名前までは言わなかったが、ただ一言。「見つけた」と。
泰成がいなくなった時も詳しくは話さなかったが、恭平のことだ、きっと何かしら察してはいただろう。
俺も何も言わず、恭平も何も訊かずに、ただ時間だけが過ぎて。
いくら探しても見つからず、半ば諦めていた時に。拓弥のバイト先で見つけたときは本気で驚いた。

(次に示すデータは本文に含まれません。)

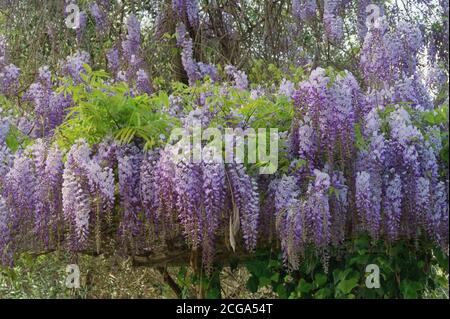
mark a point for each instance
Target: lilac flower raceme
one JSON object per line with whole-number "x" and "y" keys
{"x": 368, "y": 203}
{"x": 5, "y": 255}
{"x": 246, "y": 200}
{"x": 113, "y": 60}
{"x": 289, "y": 219}
{"x": 99, "y": 17}
{"x": 81, "y": 26}
{"x": 304, "y": 10}
{"x": 393, "y": 206}
{"x": 129, "y": 162}
{"x": 87, "y": 193}
{"x": 49, "y": 107}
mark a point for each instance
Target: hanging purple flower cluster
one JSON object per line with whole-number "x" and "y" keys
{"x": 87, "y": 194}
{"x": 194, "y": 70}
{"x": 334, "y": 24}
{"x": 50, "y": 107}
{"x": 389, "y": 61}
{"x": 398, "y": 174}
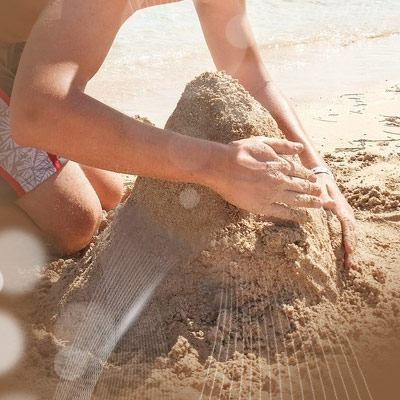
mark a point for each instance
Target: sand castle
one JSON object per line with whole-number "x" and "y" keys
{"x": 183, "y": 294}
{"x": 208, "y": 257}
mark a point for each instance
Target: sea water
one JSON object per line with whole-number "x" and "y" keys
{"x": 310, "y": 48}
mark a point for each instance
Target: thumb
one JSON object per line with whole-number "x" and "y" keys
{"x": 283, "y": 146}
{"x": 327, "y": 201}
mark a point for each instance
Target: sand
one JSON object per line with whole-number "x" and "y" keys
{"x": 233, "y": 305}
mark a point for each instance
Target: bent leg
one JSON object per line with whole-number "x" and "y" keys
{"x": 65, "y": 207}
{"x": 108, "y": 186}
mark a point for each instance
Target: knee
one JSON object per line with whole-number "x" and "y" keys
{"x": 78, "y": 231}
{"x": 108, "y": 186}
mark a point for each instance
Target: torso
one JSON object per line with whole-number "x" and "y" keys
{"x": 17, "y": 17}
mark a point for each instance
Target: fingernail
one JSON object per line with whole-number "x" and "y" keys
{"x": 298, "y": 146}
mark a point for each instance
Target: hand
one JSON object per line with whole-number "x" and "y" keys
{"x": 333, "y": 199}
{"x": 254, "y": 177}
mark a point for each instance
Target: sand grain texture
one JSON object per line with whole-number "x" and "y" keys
{"x": 235, "y": 305}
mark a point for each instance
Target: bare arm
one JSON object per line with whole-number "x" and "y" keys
{"x": 50, "y": 111}
{"x": 233, "y": 47}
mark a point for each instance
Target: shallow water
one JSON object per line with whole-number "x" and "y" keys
{"x": 309, "y": 46}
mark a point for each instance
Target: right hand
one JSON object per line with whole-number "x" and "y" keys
{"x": 257, "y": 179}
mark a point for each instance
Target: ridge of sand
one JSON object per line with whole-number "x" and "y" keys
{"x": 260, "y": 306}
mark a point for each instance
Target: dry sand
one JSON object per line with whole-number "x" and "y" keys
{"x": 246, "y": 306}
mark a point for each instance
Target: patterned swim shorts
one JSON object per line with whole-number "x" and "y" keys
{"x": 23, "y": 168}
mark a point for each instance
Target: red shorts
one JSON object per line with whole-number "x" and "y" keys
{"x": 23, "y": 168}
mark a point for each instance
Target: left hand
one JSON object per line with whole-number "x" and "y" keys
{"x": 334, "y": 200}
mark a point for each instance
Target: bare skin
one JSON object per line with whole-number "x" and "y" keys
{"x": 62, "y": 54}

「っても、昔の話だし。今は拓坊を介しての知り合い。ただそれだけ」
「それで?」
「何が?」
「お前は距離を置いて、ただ見てるだけで?それで、どうしたいんだ?」
偶然にもやっと見つけて、一方的に近いけど離せる距離にまで近づいて。
もしかしたら昔みたいに戻れるんじゃないかって、夢見て・・・それで?
俺は、何をしている?

「お前が俺に言ったんだよな。”逃げるな”って」
「・・・っ」
「今のお前は、逃げてるだけじゃないのか?」
・・・ようやく手に入れたと思ったら、次の瞬間にはいなくなっていて。
それが繰り返されるのが怖くて、踏み込めないのは事実。
できるだけ気付かないようにしていたのに・・・
「本っ当、お前はいつも嫌なとこついてくるのな」
「うるせぇ。うじうじしてんのはお前らしくないんだよ。本気なら、無様に追っかけろ」
「だな・・・そろそろ、本気出しましょっかね」

追いかけて、また逃げられるのは怖い。
だけど、このままではいられない。いたくない。
なら、今度は捕まえて離さなければいい。ただ、それだけのこと。
「今度こそ、逃がさない」
誠一は先ほどとは全く違う不敵な笑みを浮かべて、恭平のグラスに自分のグラスを合わせた。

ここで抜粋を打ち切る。